Following on from our last video on bunkai from the kata Nijushiho, Keith takes the lead and we take a look at similar applications from Wing Chun’s second form, Chum Kiu.

Usually we do things mainly from the Karate perspective and look at similar Kung Fu moves, but this time we start from the Kung Fu perspective (about time too).  Sorry to all the Kung Fu people out there that its taken us so long to do it this way round, but Keith is a bit shyer in front of the camera than me.  He’s not so shy in other ways, I would explain that this is not kind of blog 🙂

Bunkai: Heian Nidan/Pinan Shodan (Won Hyo, Chum Kiu)

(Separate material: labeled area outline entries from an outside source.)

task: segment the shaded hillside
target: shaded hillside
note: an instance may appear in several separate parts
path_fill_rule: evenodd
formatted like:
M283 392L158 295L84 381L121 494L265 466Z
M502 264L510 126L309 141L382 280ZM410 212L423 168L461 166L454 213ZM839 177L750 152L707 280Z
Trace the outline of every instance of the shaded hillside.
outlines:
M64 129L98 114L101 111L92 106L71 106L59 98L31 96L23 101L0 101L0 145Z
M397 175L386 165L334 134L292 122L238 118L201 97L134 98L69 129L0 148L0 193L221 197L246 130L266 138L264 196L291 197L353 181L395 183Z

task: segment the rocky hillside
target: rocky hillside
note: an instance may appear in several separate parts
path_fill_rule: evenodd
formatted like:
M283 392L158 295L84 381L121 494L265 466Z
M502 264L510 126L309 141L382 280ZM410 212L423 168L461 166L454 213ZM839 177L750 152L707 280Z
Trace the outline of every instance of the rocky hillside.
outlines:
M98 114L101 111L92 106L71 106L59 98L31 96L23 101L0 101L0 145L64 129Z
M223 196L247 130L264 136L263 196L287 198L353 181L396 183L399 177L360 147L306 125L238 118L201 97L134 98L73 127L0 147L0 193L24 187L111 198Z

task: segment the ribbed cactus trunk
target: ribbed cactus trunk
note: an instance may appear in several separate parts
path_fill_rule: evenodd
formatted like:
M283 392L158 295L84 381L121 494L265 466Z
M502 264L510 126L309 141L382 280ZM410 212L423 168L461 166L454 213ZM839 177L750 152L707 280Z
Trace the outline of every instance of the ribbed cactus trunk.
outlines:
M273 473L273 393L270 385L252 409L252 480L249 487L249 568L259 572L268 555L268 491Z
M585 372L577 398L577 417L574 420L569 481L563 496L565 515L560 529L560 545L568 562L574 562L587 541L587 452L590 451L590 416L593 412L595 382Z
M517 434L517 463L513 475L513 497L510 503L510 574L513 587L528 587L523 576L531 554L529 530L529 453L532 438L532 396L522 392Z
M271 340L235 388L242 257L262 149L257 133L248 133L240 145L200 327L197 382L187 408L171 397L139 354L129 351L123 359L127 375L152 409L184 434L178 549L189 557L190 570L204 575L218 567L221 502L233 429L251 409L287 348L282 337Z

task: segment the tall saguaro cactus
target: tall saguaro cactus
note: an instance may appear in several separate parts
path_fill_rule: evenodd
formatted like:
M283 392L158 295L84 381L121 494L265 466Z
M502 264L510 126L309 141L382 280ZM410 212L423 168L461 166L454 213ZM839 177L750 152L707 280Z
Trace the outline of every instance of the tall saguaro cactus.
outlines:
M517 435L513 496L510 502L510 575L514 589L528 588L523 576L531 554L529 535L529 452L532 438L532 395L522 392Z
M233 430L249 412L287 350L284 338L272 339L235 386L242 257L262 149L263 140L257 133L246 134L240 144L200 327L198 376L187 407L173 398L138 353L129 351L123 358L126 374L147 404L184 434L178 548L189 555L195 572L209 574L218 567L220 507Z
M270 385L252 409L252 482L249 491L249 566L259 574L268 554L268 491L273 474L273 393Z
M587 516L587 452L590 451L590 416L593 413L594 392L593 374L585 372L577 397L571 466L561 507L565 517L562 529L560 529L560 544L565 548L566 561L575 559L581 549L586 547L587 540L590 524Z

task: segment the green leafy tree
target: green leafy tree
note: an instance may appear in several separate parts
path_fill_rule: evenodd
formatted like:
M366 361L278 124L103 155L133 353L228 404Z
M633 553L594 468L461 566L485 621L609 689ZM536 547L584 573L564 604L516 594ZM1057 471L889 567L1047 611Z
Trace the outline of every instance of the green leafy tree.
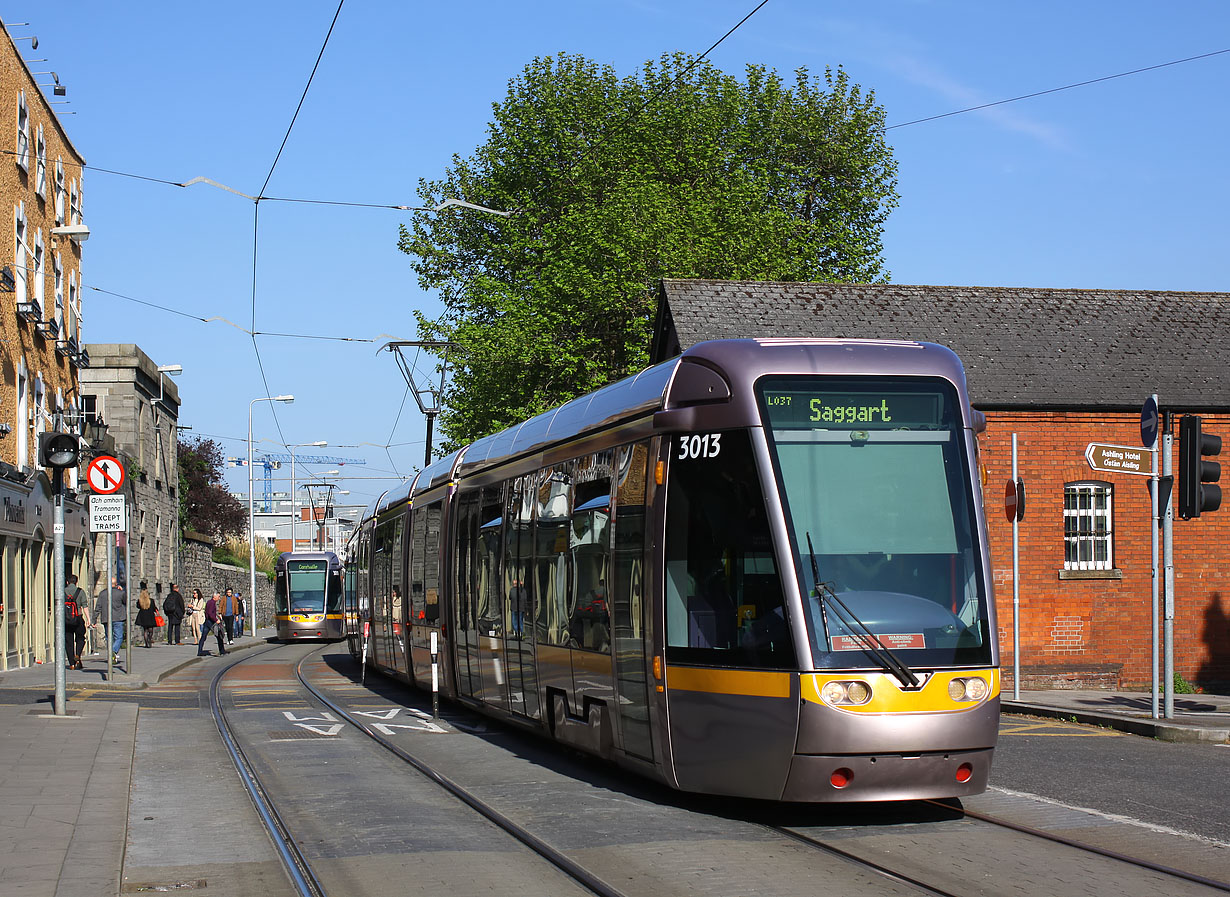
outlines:
M247 512L226 490L223 448L213 439L180 441L180 524L214 544L247 532Z
M881 234L897 164L873 94L844 71L740 80L676 54L620 78L539 58L493 107L490 138L421 181L515 210L446 209L402 226L445 340L449 445L645 367L661 278L887 279Z

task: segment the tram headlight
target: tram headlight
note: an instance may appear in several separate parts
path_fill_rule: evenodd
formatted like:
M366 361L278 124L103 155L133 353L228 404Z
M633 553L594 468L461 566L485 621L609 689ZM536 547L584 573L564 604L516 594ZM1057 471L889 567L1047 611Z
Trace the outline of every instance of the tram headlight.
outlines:
M990 687L980 676L957 678L948 683L948 696L954 701L980 701L988 692Z
M857 706L871 700L871 685L859 679L849 682L834 679L820 688L820 698L834 708Z

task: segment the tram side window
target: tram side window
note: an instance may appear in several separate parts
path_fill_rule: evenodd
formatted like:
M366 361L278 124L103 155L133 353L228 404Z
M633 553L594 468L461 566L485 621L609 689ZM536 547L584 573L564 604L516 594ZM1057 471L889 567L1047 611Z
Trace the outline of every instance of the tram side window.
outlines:
M428 620L440 619L440 502L428 506L423 527L423 603Z
M795 666L764 493L747 431L672 437L667 491L667 656Z
M501 581L499 560L503 552L503 486L482 490L478 514L478 559L476 572L478 583L475 592L477 608L475 618L478 630L494 635L501 630Z
M569 642L590 651L610 648L610 504L614 453L599 452L577 463L576 508L569 543L573 589Z
M423 591L423 557L426 550L426 525L427 512L416 508L411 514L410 536L410 619L418 624L427 619L427 596Z
M569 575L568 529L572 524L573 464L557 464L539 472L538 514L534 528L536 576L535 626L544 645L568 645Z

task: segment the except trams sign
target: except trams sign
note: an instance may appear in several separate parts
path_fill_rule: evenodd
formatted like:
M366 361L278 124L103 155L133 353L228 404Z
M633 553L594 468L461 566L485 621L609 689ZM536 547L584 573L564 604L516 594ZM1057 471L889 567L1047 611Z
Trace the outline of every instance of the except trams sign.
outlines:
M91 533L124 532L124 496L122 495L90 496L90 532Z
M1085 449L1085 460L1093 470L1107 474L1153 476L1153 452L1149 449L1091 442Z

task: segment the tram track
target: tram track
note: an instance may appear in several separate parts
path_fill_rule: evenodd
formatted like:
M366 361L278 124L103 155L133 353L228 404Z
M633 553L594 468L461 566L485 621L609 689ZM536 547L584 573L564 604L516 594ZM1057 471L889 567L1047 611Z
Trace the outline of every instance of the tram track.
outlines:
M423 736L432 741L412 742L421 748L418 752L406 749L403 747L407 742L406 737L402 737L401 743L397 743L396 738L386 737L386 735L379 731L387 731L390 726L375 726L367 721L368 717L385 721L391 720L391 716L380 715L394 712L391 709L374 709L375 706L389 705L373 705L369 700L370 695L369 698L359 698L358 703L346 696L338 698L336 688L331 682L322 682L319 676L309 674L308 669L310 664L316 661L320 661L319 651L312 651L300 657L298 662L288 658L285 679L293 682L294 678L298 678L295 689L301 689L304 698L310 695L310 700L301 703L327 709L327 712L335 715L338 721L367 736L367 738L359 740L359 742L348 742L349 744L373 742L380 748L379 755L385 759L379 763L386 764L386 769L395 770L396 767L389 764L401 763L412 767L418 773L418 776L406 778L397 776L394 771L394 779L387 779L386 776L385 781L401 780L406 783L422 779L429 783L440 791L442 800L448 802L451 799L480 816L506 837L515 839L520 847L530 850L535 858L550 863L555 870L558 870L561 875L572 882L573 887L581 888L585 893L603 895L604 897L638 897L642 893L673 895L699 892L694 890L695 882L689 881L684 874L676 874L674 870L647 870L645 866L636 865L641 860L638 851L643 851L647 844L654 842L654 834L652 833L646 833L643 837L635 837L616 847L613 855L619 853L624 859L615 859L613 863L611 856L598 856L593 853L587 853L584 848L577 847L578 840L585 842L594 833L603 831L601 821L590 816L595 812L593 807L587 810L579 806L576 810L574 829L579 834L579 839L561 837L558 828L552 832L550 824L544 827L545 818L541 815L542 811L540 807L535 808L533 802L529 805L524 802L508 803L504 800L507 787L502 783L507 781L507 779L503 775L494 784L490 776L474 776L474 768L465 759L461 759L461 754L470 751L469 747L456 743L458 747L440 749L443 747L442 742L435 742L433 736ZM289 669L290 666L294 667L293 674ZM218 682L221 682L221 676L215 679L215 685ZM343 679L339 684L343 685L342 692L344 694L344 687L352 683ZM353 680L353 685L358 685L358 679ZM282 694L288 693L289 689L282 692ZM392 704L400 705L403 715L407 712L406 705L401 704L401 699L394 699ZM210 689L210 705L215 708L215 712L223 712L221 703L216 698L215 687ZM290 704L284 704L283 706L290 706ZM255 710L255 705L248 705L247 709ZM410 712L418 712L418 719L421 720L427 719L422 711L411 710ZM401 719L405 719L405 716ZM448 722L439 725L453 728ZM248 728L251 730L252 726ZM509 735L514 738L517 737L517 733ZM499 735L497 738L503 738L503 736ZM481 740L470 741L475 744L481 742ZM316 743L323 746L323 742L317 741ZM335 743L341 747L342 740L337 740ZM422 752L423 748L427 749L426 753ZM351 749L353 752L353 747ZM524 749L524 746L522 749ZM520 749L514 753L520 753ZM360 757L359 753L351 753L348 755L352 758ZM358 762L364 765L369 763L369 760L362 759ZM240 767L241 778L245 779L245 784L247 784L248 779L257 778L253 765L245 763ZM513 771L513 775L528 775L531 779L540 778L541 774L538 768L531 769L535 771ZM459 773L461 773L460 776L458 775ZM507 774L507 770L504 770L504 774ZM475 785L480 786L478 791L481 791L481 795L476 792ZM413 787L419 789L422 786ZM276 789L271 790L274 794L279 794ZM269 802L272 806L263 787L261 792L266 802ZM445 794L448 797L444 797ZM494 797L494 801L491 800L492 797ZM752 833L752 828L763 829L765 834L759 835L760 843L771 843L765 840L768 835L779 839L780 843L795 844L796 858L803 858L807 854L823 854L840 860L838 864L819 866L814 860L808 863L807 860L796 859L791 872L795 876L795 881L800 880L798 871L801 866L808 867L812 874L823 874L829 879L846 875L836 871L836 869L846 866L851 869L849 875L863 885L875 881L882 882L868 886L872 893L925 893L934 895L935 897L970 897L970 895L1000 892L1001 888L1009 886L1017 887L1014 876L1021 875L1021 870L1025 869L1038 880L1047 880L1049 876L1049 886L1038 886L1038 892L1081 892L1089 895L1089 897L1093 897L1095 895L1109 893L1105 888L1106 882L1101 881L1101 879L1108 879L1130 882L1125 887L1121 883L1121 890L1117 893L1144 893L1144 891L1133 890L1133 887L1139 888L1144 881L1154 881L1154 876L1161 876L1176 886L1167 888L1166 885L1161 885L1160 887L1154 885L1151 892L1157 893L1198 895L1230 891L1230 886L1213 879L1149 860L1141 860L1114 850L1082 844L1052 832L966 810L961 805L953 805L948 801L919 801L911 803L915 808L916 818L907 818L910 816L909 813L903 816L894 815L891 811L886 811L888 816L881 816L876 811L866 810L856 811L851 815L849 808L841 808L840 811L834 808L831 812L825 808L822 813L819 807L808 810L806 807L786 808L777 806L776 810L770 811L774 816L780 818L785 813L798 819L798 822L774 824L770 819L764 818L764 805L739 803L733 807L734 812L729 812L726 808L718 808L722 805L713 801L710 801L707 806L704 802L701 806L692 806L692 801L686 797L678 801L667 800L663 803L656 803L657 801L662 801L662 797L661 792L648 794L642 810L683 813L686 818L680 829L695 829L696 833L700 833L700 837L729 837L729 832L742 829L743 834L736 834L736 837L744 842L744 847L749 844L754 847L758 842L758 835ZM253 796L253 802L256 800ZM354 796L353 800L358 802L359 799ZM632 800L640 799L633 796ZM922 807L926 808L922 810ZM509 812L510 808L513 811L512 815ZM525 812L523 813L522 810L525 810ZM920 810L921 812L919 812ZM412 819L416 812L413 810L399 811L399 816L406 821L405 824L407 828L413 826ZM635 816L641 810L633 807L629 812ZM724 817L733 823L733 826L726 826L721 834L715 834L712 829L711 823L715 818L715 812L717 817ZM827 815L828 817L822 822L817 819L818 815ZM271 834L276 842L282 838L294 842L293 832L289 831L290 827L277 822L278 815L276 808L269 813L261 812L262 819L266 819L267 816L269 819L267 826L272 826ZM921 822L922 824L914 824L915 822ZM968 826L970 824L975 827L969 828ZM1002 834L994 834L993 829L1000 831ZM1022 839L1022 835L1025 839ZM684 833L684 837L688 837L686 833ZM1038 838L1060 848L1059 853L1030 847L1028 842ZM692 848L689 848L684 843L681 845L683 853L680 853L680 859L685 860L686 865L694 860L692 850L696 850L697 855L705 855L706 851L717 853L721 848L715 850L713 845L721 843L724 842L712 842L712 844L706 847L701 842L694 842ZM1084 855L1096 854L1101 858L1096 863L1097 869L1102 871L1084 869L1082 866L1092 869L1090 861L1081 860L1077 855L1070 855L1068 850L1080 851ZM999 861L1001 851L1010 858L1012 858L1012 854L1017 856L1001 864ZM279 848L280 853L282 848ZM304 869L310 872L311 864L305 858L305 854L310 853L310 848L292 850L288 847L287 855L283 859L288 874L292 874L290 870L301 871ZM299 859L295 859L295 854L298 854ZM622 865L625 860L627 860L626 866ZM1015 869L1012 867L1014 863L1016 864ZM1119 864L1130 864L1130 867L1146 870L1149 876L1148 879L1137 881L1132 874L1116 871L1116 866ZM731 870L734 870L737 865L738 860L729 858L726 860L726 865L713 866L712 871L717 879L721 879L723 875L729 875ZM1074 872L1073 870L1076 871ZM330 872L328 869L316 871ZM657 874L656 877L654 874ZM772 874L777 875L776 871ZM1077 875L1080 877L1076 877ZM774 887L791 890L791 875L787 875L782 870L781 876L781 880L770 885L766 892L771 892ZM293 874L292 877L294 877ZM326 881L328 881L327 875ZM619 881L621 885L615 885L613 881ZM1077 881L1082 883L1079 886L1074 885ZM1084 883L1086 881L1093 883L1086 886ZM1180 886L1181 882L1184 883ZM316 886L320 887L319 877L316 879ZM363 891L352 890L348 892L360 893ZM731 892L733 893L736 890ZM791 892L793 891L791 890ZM854 892L850 891L850 893ZM327 895L328 892L321 888L319 891L300 890L298 893Z

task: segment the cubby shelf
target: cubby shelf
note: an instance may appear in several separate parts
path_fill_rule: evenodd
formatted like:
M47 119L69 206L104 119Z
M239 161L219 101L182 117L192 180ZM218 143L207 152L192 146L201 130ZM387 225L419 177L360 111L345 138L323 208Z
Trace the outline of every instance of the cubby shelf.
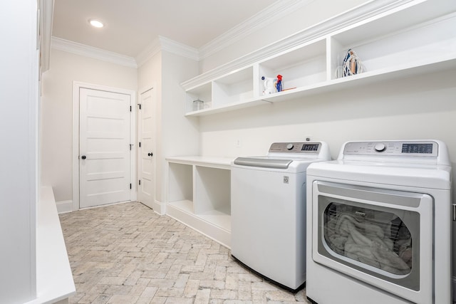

In the clip below, we look at some applications from the opening sequence of Heian Nidan/Pinan Shodan/Won Hyo.  We don’t say that this is necessarily the best or only interpretations for these moves, it just our take on it.  Although Heian Nidan and Pinan Shodan are in effect the same kata (just named differently in different styles) and Tae Kwon Do’s Won Hyo pattern is closely based on it; Chum Kiu is essentially quite different.  It is the second form from the Wing Chun Kung Fu system.

However, some of the moves in Chum Kiu quite closely resemble the opening sequence of Heian Nidan/Pinan Shodan, although is performed quite a  bit more tightly.

Is this surprising to find such similarities?

Not at all.  Tae Kwon Do is largely based on Karate and Karate is largely based on Kung Fu.  The nearest part of China to Okinawa (where Karate developed) is Fukien Provence and it is known that White Crane Kung Fu was particularly popular in that area.  Wing Chun Kung Fu is based mainly on the Snake and the Crane, so there is a common lineage.